International Journal of Cardiology | 2018
Georg Wolff; Eliano Pio Navarese; Maximilian Brockmeyer; Yingfeng Lin; Athanasios Karathanos; Michalina Kołodziejczak; Jacek Kubica; Amin Polzin; Tobias Zeus; Ralf Westenfeld; Felicita Andreotti; Malte Kelm; Volker Schulze
Abstract Background Aspirin is a key element in prevention of cardiovascular and thromboembolic events. During non-cardiac surgery however, its balance of bleeding risks and benefits remains unclear. Methods A systematic review and meta-analysis of randomized controlled trials was performed. Online databases were screened for clinical trials randomizing aspirin to no aspirin therapy in non-cardiac surgery. Clinical outcomes of all-cause mortality and cardiovascular mortality, arterial ischemic events, venous thromboembolic events and bleeding events were separately evaluated.
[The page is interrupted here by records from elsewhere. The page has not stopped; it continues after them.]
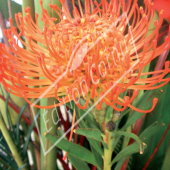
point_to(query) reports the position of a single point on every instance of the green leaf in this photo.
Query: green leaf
(91, 133)
(29, 133)
(73, 149)
(145, 103)
(18, 122)
(129, 150)
(150, 131)
(78, 163)
(98, 157)
(128, 134)
(166, 162)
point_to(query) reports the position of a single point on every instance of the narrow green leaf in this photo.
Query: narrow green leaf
(129, 150)
(78, 163)
(18, 122)
(150, 131)
(128, 134)
(98, 158)
(73, 149)
(91, 133)
(29, 133)
(7, 112)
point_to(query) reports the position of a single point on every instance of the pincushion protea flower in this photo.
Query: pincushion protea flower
(85, 56)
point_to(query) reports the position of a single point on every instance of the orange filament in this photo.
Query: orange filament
(89, 52)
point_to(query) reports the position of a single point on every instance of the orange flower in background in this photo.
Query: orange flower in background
(96, 54)
(163, 4)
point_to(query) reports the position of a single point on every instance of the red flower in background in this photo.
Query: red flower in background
(163, 5)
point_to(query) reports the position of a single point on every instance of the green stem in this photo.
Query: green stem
(10, 143)
(108, 152)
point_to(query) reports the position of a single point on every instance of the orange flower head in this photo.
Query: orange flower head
(95, 56)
Results Seven RCTs comprising 28,302 patients were included. All-cause mortality (3.7% vs. 3.8%; odds ratio (OR) 0.97, CI 0.86–1.10) and cardiovascular mortality (2.0% vs. 2.1%, OR 0.92; CI 0.78–1.09) were not different in aspirin vs. no aspirin groups. Arterial ischemic events showed no differences, including myocardial infarction (2.5% (aspirin) vs. 2.5% (no aspirin)), cerebrovascular events (0.6% (aspirin) vs. 0.6% (no aspirin)) and peripheral arterial events (0.2% (aspirin) vs. 0.3% (no aspirin)). Aspirin significantly reduced the risk for venous thromboembolic events (VTE; 1.5% (aspirin) vs. 2.0% (no aspirin); OR 0.74, CI 0.59–0.94, p =0.02). Perioperative major bleeding was significantly more frequent in aspirin groups (4.4% vs. 3.7%; OR 1.18, CI 1.05 to 1.33, p =0.007). Conclusion Aspirin remained neutral with respect to overall survival, cardiovascular mortality and arterial ischemic events. It reduced venous thromboembolic events at the expense of perioperative major bleedings. Thus, this analysis supports recommendations against perioperative aspirin continuation/initiation in cardiovascular disease patients at intermediate risk, as well as recommendations of aspirin for VTE prophylaxis in orthopedic patients only.